To create a hybrid image, I first aligned the images using 2 manually selected points from each image. Then, I applied a low-pass filter to one image and a high-pass filter to the other image. I used the standard 2D Gaussian filter for the low-pass filter and subtracted the Gaussian-filtered image from the original for a high-pass filter. I then experimented to determine the best cut-off frequency for each hybrid image I created.
I then created a hybrid image from two images of myself in my room at two different positions.
I then created a hybrid image out of a man who is happy in high frequency and unhappy in low frequency.

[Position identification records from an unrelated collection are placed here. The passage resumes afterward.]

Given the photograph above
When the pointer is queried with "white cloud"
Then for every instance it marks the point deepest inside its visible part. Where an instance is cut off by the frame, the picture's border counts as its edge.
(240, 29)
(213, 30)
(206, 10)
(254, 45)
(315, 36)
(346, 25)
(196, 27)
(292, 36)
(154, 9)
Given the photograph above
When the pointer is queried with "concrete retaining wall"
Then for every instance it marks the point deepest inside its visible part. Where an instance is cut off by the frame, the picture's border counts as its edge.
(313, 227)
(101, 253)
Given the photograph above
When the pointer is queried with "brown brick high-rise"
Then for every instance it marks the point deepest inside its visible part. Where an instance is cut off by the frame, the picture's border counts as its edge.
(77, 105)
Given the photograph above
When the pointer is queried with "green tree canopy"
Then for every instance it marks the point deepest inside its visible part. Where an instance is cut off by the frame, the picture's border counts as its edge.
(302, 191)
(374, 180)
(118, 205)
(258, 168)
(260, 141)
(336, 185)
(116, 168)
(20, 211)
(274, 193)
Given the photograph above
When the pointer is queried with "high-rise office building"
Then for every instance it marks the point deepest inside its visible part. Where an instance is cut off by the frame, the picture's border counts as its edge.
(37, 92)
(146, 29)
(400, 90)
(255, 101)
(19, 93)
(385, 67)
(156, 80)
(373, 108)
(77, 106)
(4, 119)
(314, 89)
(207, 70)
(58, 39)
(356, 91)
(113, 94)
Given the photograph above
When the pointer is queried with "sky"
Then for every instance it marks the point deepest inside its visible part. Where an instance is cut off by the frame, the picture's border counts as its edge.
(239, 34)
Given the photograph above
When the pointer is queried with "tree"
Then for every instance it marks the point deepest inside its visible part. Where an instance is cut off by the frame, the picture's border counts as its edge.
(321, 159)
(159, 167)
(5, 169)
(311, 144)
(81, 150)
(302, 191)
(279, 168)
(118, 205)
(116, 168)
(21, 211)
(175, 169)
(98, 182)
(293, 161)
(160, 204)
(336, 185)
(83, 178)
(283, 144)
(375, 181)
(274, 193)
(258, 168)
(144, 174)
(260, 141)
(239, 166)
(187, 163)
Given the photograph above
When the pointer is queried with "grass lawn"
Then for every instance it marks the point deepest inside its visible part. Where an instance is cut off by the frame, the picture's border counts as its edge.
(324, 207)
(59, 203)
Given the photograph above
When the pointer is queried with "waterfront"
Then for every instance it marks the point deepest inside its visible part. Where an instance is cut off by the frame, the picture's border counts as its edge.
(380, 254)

For my best result (the happy/unhappy man), I also completed the process through frequency analysis. Below, I show the log magnitude of the Fourier transform for the original unhappy man, the original happy man, the low-pass filtered unhappy man, the high-pass filtered happy man, and the hybrid image, respectively.
Here is a failed attempt to create a hybrid image out of Tony Stark and Steve Rogers.
Here, I've reconstructed Figure 3.42 in the Szelski textbook using Gaussian and Laplacian stacks. I first constructed a Gaussian stack for the Oraple. Using that Gaussian stack, I constructed the Laplacian stacks for the right and left sides of the image. I then constructed the Gaussian stack for my mask. Next, I computed the weighted average of the mask and Laplacian for each image at each level. I then compressed the result down into the final image. I repeated this for each color channel, stacking them at the end.
I first attempted to reconstruct the Oraple using the given images of an apple and an orange. Then, I attempted to blend the Berkeley and Stanford campuses. Lastly, I attempted to blend myself into Ironman using an irregular mask.